El derecho al propio cuerpo está reconocido internacionalmente como un derecho fundamental subjetivo. Una de sus interpretaciones es la materialización de la personalidad mediante el acceso, exploración, preparación y actividad sexual. La Organización Mundial de la Salud (OMS) define la sexualidad como un concepto amplio que abarca cuestiones como las identidades y roles de género, la orientación sexual, el erotismo, el placer, la intimidad, el sexo y la reproducción. Se trata, además, de un aspecto que perdura durante toda la vida de la persona e influye en su calidad de vida.
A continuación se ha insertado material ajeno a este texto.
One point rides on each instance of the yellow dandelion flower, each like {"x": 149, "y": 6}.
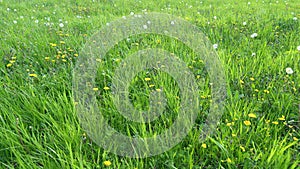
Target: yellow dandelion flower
{"x": 282, "y": 118}
{"x": 107, "y": 163}
{"x": 252, "y": 115}
{"x": 243, "y": 148}
{"x": 247, "y": 122}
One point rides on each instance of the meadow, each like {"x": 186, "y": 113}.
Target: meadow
{"x": 257, "y": 42}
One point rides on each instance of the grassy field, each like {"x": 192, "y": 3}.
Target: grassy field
{"x": 258, "y": 43}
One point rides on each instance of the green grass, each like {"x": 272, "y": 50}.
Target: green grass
{"x": 39, "y": 125}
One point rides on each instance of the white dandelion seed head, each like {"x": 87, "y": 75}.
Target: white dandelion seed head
{"x": 289, "y": 70}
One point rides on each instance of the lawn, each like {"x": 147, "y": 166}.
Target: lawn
{"x": 255, "y": 48}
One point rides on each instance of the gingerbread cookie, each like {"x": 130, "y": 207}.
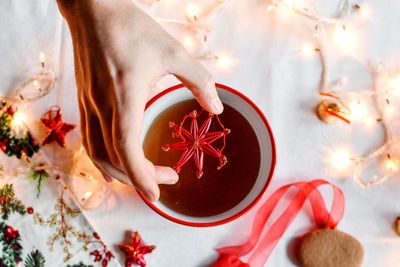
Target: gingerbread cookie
{"x": 330, "y": 248}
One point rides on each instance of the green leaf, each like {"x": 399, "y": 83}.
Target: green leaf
{"x": 35, "y": 259}
{"x": 9, "y": 203}
{"x": 37, "y": 176}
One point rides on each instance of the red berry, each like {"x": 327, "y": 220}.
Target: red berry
{"x": 96, "y": 235}
{"x": 94, "y": 253}
{"x": 10, "y": 110}
{"x": 109, "y": 255}
{"x": 29, "y": 210}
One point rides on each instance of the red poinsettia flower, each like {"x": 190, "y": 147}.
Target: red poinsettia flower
{"x": 135, "y": 253}
{"x": 56, "y": 128}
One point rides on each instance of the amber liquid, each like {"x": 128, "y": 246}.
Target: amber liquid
{"x": 217, "y": 190}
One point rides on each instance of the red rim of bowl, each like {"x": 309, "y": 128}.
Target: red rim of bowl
{"x": 255, "y": 201}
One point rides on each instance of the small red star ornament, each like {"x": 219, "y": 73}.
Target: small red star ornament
{"x": 134, "y": 254}
{"x": 198, "y": 141}
{"x": 56, "y": 128}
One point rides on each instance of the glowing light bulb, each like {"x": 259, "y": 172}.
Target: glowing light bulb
{"x": 42, "y": 58}
{"x": 86, "y": 195}
{"x": 344, "y": 39}
{"x": 364, "y": 12}
{"x": 17, "y": 124}
{"x": 18, "y": 120}
{"x": 369, "y": 122}
{"x": 307, "y": 50}
{"x": 289, "y": 3}
{"x": 392, "y": 165}
{"x": 394, "y": 85}
{"x": 192, "y": 11}
{"x": 225, "y": 61}
{"x": 340, "y": 159}
{"x": 271, "y": 7}
{"x": 36, "y": 84}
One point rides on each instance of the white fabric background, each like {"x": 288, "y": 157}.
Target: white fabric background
{"x": 273, "y": 74}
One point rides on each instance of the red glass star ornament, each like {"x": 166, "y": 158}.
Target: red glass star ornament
{"x": 56, "y": 128}
{"x": 198, "y": 141}
{"x": 134, "y": 254}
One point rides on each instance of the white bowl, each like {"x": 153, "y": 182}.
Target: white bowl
{"x": 264, "y": 135}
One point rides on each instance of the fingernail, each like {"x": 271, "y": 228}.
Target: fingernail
{"x": 217, "y": 105}
{"x": 173, "y": 179}
{"x": 150, "y": 196}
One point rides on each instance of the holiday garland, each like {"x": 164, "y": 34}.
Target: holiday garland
{"x": 11, "y": 249}
{"x": 65, "y": 233}
{"x": 9, "y": 203}
{"x": 10, "y": 143}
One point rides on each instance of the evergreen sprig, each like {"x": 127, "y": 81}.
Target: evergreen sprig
{"x": 38, "y": 176}
{"x": 35, "y": 259}
{"x": 11, "y": 252}
{"x": 9, "y": 203}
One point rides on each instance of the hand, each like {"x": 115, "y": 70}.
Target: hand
{"x": 120, "y": 53}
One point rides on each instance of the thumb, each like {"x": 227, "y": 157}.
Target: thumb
{"x": 198, "y": 80}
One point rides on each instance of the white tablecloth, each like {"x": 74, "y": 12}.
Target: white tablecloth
{"x": 272, "y": 72}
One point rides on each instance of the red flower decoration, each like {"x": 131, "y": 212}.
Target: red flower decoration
{"x": 198, "y": 141}
{"x": 135, "y": 253}
{"x": 10, "y": 232}
{"x": 56, "y": 128}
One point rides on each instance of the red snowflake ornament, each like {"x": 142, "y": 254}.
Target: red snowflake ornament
{"x": 56, "y": 128}
{"x": 198, "y": 141}
{"x": 134, "y": 254}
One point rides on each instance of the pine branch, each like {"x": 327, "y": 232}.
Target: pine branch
{"x": 38, "y": 176}
{"x": 35, "y": 259}
{"x": 9, "y": 203}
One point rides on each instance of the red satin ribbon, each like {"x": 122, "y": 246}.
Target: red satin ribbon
{"x": 229, "y": 256}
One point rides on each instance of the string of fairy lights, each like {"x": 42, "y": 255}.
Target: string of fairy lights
{"x": 337, "y": 104}
{"x": 35, "y": 88}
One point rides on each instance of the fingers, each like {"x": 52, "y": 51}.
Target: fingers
{"x": 197, "y": 79}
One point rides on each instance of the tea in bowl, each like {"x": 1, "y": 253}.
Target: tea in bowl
{"x": 229, "y": 172}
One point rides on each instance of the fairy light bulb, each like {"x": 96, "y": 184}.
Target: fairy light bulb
{"x": 394, "y": 85}
{"x": 86, "y": 195}
{"x": 340, "y": 159}
{"x": 370, "y": 121}
{"x": 364, "y": 12}
{"x": 307, "y": 50}
{"x": 17, "y": 124}
{"x": 192, "y": 11}
{"x": 42, "y": 58}
{"x": 289, "y": 3}
{"x": 18, "y": 120}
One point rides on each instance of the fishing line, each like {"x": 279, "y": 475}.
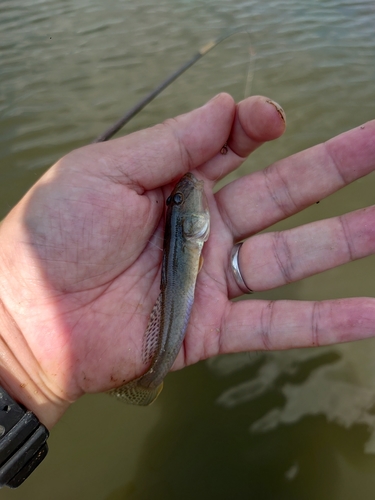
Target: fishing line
{"x": 111, "y": 131}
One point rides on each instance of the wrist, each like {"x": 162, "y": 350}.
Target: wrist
{"x": 20, "y": 373}
{"x": 23, "y": 381}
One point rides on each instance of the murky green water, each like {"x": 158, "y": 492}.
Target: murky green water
{"x": 282, "y": 425}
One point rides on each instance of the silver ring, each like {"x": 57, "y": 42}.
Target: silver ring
{"x": 236, "y": 269}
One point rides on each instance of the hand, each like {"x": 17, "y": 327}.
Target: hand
{"x": 81, "y": 253}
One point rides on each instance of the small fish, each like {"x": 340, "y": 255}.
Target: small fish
{"x": 187, "y": 228}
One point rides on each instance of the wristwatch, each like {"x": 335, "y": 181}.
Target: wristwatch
{"x": 23, "y": 443}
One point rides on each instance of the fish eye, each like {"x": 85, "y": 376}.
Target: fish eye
{"x": 178, "y": 198}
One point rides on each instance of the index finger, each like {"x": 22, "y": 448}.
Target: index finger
{"x": 294, "y": 183}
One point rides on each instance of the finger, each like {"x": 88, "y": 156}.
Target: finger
{"x": 156, "y": 156}
{"x": 257, "y": 120}
{"x": 258, "y": 200}
{"x": 273, "y": 259}
{"x": 283, "y": 324}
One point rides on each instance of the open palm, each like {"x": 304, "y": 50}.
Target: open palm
{"x": 83, "y": 249}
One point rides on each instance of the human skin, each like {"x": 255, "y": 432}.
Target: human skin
{"x": 80, "y": 254}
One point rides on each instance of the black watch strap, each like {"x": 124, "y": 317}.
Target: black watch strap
{"x": 23, "y": 443}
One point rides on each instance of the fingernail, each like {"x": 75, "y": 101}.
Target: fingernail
{"x": 279, "y": 109}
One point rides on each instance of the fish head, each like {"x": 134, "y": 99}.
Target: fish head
{"x": 188, "y": 204}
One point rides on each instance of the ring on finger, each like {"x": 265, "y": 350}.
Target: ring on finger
{"x": 236, "y": 269}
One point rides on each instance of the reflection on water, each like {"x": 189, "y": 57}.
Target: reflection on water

La Convención sobre los Derechos de las Personas con Discapacidad refiere que estas no deben ser privadas de la oportunidad de experimentar su sexualidad, tener actividad sexual o procrear en "igualdad de condiciones" que el resto de personas. En consecuencia, se debe velar por facilitar los apoyos necesarios y crear condiciones favorables, siendo la asistencia sexual una herramienta necesaria.

Investigaciones previas indican que las personas con discapacidad intelectual dan importancia a establecer relaciones íntimas y subrayan su papel en la consecución de una "vida buena", además de ayudar a aumentar su independencia. No obstante, estas personas ven sus derechos en materia de sexualidad vulnerados, enfrentándose a menudo a la denegación de la posibilidad de mantener relaciones, querer o tener hijos y cuidar de ellos. Se remarca la opresión que sufren en relación con su intimidad y dignidad, así como los prejuicios que relacionan la discapacidad con la incompetencia, incapacidad o asexualidad.

Herramientas y tecnologías facilitadoras

La sexualidad inclusiva no debería verse como algo anecdótico o alternativo. En esta línea, el mercado ha comenzado a adaptarse y diversas instituciones promueven la creación de herramientas para la autonomía sexual.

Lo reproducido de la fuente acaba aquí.